Well, there is one other thing that might be a little more important to the finished product: sanitation. Everything must be scrupulously clean and sterile. Also, accomplishing the correct acid balance will help protect the tomatoes’ flavor as well as preserving them. Use 2 tablespoons of lemon juice or 1/2 teaspoon of citric acid per quart of canned tomatoes. Always follow the instructions that come with your canning equipment, or turn to the old standby, The Joy of Cooking, for information on how to can safely. Do it right: Nothing ruins a February summer-in-a-can pasta dinner like botulism.
Cut and Dried
Another great way to preserve tomatoes is to dry them.

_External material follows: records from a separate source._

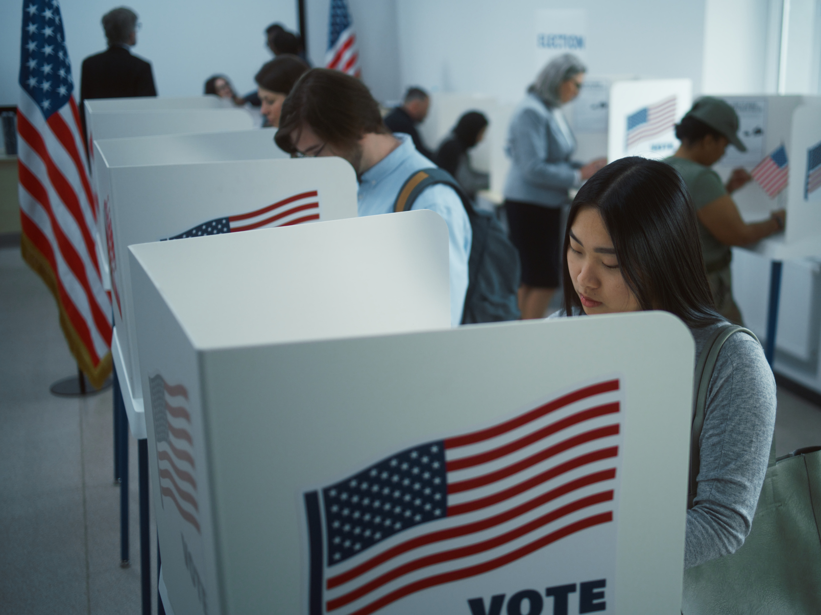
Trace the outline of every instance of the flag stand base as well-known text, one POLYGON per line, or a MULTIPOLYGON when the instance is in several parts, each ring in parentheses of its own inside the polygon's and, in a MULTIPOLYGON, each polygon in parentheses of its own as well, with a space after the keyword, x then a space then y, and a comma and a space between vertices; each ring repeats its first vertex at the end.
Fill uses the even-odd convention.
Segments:
POLYGON ((57 397, 88 397, 102 393, 112 385, 112 380, 109 376, 103 383, 99 389, 94 389, 89 382, 85 380, 83 372, 77 369, 76 376, 70 376, 57 380, 49 387, 53 395, 57 397))

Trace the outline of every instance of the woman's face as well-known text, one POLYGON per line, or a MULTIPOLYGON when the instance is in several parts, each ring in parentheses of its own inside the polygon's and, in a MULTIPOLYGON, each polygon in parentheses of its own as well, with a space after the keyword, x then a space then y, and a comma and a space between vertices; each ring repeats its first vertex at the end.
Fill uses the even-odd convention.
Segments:
POLYGON ((257 93, 259 94, 259 100, 262 101, 262 114, 268 118, 268 123, 272 126, 279 128, 279 114, 282 111, 282 102, 287 98, 287 94, 282 92, 272 92, 264 88, 257 88, 257 93))
POLYGON ((641 309, 621 276, 613 243, 594 207, 582 207, 573 221, 567 269, 585 313, 611 314, 641 309))
POLYGON ((574 75, 568 80, 565 80, 562 82, 559 86, 559 100, 562 103, 570 102, 573 98, 579 95, 579 90, 581 89, 581 84, 585 82, 585 74, 579 73, 578 75, 574 75))
POLYGON ((217 93, 217 96, 221 98, 230 98, 234 95, 234 93, 231 91, 231 86, 228 85, 228 82, 224 79, 218 79, 214 81, 213 89, 217 93))

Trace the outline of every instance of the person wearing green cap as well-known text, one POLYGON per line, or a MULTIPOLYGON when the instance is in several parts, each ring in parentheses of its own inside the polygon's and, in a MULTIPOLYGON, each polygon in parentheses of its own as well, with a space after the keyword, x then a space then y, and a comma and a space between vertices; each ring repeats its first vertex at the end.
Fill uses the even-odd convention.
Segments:
POLYGON ((783 230, 786 212, 775 211, 768 220, 746 224, 730 194, 752 177, 744 169, 735 169, 724 184, 710 168, 728 144, 741 152, 747 149, 738 138, 738 116, 725 101, 711 96, 699 98, 676 125, 676 137, 681 145, 664 162, 684 178, 693 200, 713 300, 722 316, 742 325, 741 312, 732 298, 731 246, 754 244, 783 230))

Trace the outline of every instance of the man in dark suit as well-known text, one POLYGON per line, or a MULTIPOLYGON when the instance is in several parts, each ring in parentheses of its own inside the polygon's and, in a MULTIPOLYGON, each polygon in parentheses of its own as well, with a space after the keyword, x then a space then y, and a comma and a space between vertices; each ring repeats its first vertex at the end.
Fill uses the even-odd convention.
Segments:
POLYGON ((103 16, 103 30, 108 48, 83 60, 80 85, 80 116, 85 132, 86 98, 122 98, 156 96, 151 64, 129 49, 137 44, 137 14, 120 7, 103 16))
POLYGON ((391 132, 401 132, 410 134, 416 151, 430 161, 435 155, 425 147, 416 130, 416 125, 423 121, 428 115, 430 107, 430 98, 428 93, 421 88, 408 88, 405 93, 405 100, 401 107, 396 107, 385 116, 385 125, 391 132))

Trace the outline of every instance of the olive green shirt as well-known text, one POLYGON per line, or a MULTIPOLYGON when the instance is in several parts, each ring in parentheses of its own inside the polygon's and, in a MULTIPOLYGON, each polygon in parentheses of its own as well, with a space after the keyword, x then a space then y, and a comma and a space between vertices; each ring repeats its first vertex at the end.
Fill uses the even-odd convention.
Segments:
MULTIPOLYGON (((721 178, 709 166, 699 165, 686 158, 671 156, 664 161, 677 171, 684 183, 687 184, 690 198, 693 199, 695 211, 727 194, 727 189, 721 178)), ((729 261, 732 254, 730 246, 722 244, 699 221, 699 236, 701 238, 701 253, 704 257, 704 265, 709 271, 713 265, 722 261, 729 261)))

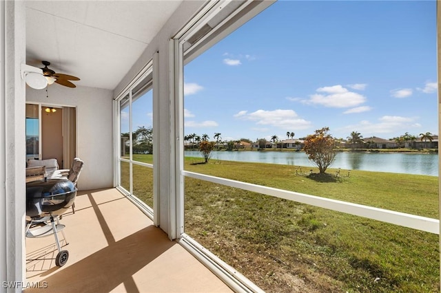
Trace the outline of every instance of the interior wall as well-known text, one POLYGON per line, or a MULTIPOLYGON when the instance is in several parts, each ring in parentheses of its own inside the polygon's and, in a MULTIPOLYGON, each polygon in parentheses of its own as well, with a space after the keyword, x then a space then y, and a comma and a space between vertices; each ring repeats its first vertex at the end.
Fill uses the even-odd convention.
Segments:
POLYGON ((76 156, 84 161, 79 190, 113 186, 112 100, 108 89, 54 84, 46 94, 26 87, 26 102, 76 108, 76 156))

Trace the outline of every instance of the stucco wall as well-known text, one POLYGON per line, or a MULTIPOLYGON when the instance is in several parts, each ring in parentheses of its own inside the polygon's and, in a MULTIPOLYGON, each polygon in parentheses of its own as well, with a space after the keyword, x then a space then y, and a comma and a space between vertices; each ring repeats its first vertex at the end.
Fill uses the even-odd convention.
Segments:
POLYGON ((113 186, 112 91, 57 84, 45 89, 26 87, 26 102, 76 107, 76 156, 84 161, 79 190, 113 186))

Sun-dried tomatoes are a staple in my kitchens, both at home and at the restaurant. While they do take a lot of time, they require very little active participation. All you need is a few pieces of equipment and a safe, sunny spot away from critters like dogs or coons.
Most people choose Roma tomatoes for drying, but any tomato will do. Core the tomatoes using a tomato shark, a handy gadget that is like a scoop with teeth, available at any kitchen store. Split the tomatoes in half lengthwise, gently squeeze out the seeds and water, and lay the tomatoes on a framed screen. An old window screen will do, as long as it is clean. Lightly salt the tomatoes, and then add some chopped fresh herb like rosemary, oregano or basil, and sugar if desired. Cover with cheesecloth or another screen, being careful that the top one does not come into contact with the tomatoes. Set them out in a sunny but protected spot; often a deck or a rooftop works well. They may take anywhere from 4 days to 2 weeks, but they are worth it. Remember to bring them inside each night so that the dew does not spoil them.
OK, looking for the shortcut? Tomatoes can be dried in your oven overnight on the lowest setting or just with the pilot light burning. Core and cut them as before and lay them on a parchment-covered sheet pan. Add salt and herbs and place in the oven on very low overnight. These dried tomatoes do not have quite the same character as their more traditional sun-dried siblings, but they are quite good nonetheless.
Another great way to use a multitude of tomatoes is to make and freeze a big batch of traditional tomato sauce. To begin, you must peel all your tomatoes. This is done by coring them with the aforementioned “shark,” then plunging them, a few at a time, into boiling salted water for 30 to 45 seconds. Remove them immediately and “shock” them by immediately plunging them into ice water until they are cold enough to handle. Repeat this with all the tomatoes. The skin will loosen and be easy to remove with your hands or a paring knife. Crush these skinned tomatoes into a bowl by squeezing them with your hands. This whole process can be messy, but it is fun if you get a group of friends working together.
Traditional Tomato Sauce (for freezing)
2 red onions, minced
8 garlic cloves, minced
1/4 cup fresh chopped thyme
1 carrot, grated
Olive oil to cover bottom of a large saucepot
Sauté onions, garlic, thyme, and carrot in olive oil over medium heat in a large saucepot until tender, being careful not to let the mixture brown. Add the tomatoes and stir, bring to a simmer, and stir frequently over medium-low heat for at least an hour, or until the consistency is like a loose oatmeal. Cool completely, then freeze in well-labeled Ziploc bags. Note the lack of salt: You don’t want to salt it until you are ready to use it. The salt may taste great at that moment, but once you thaw, heat, and reduce this sauce to use in your favorite recipe, it would become too salty.
If after all this, you still have tomatoes left, bring them to me. I can never get enough.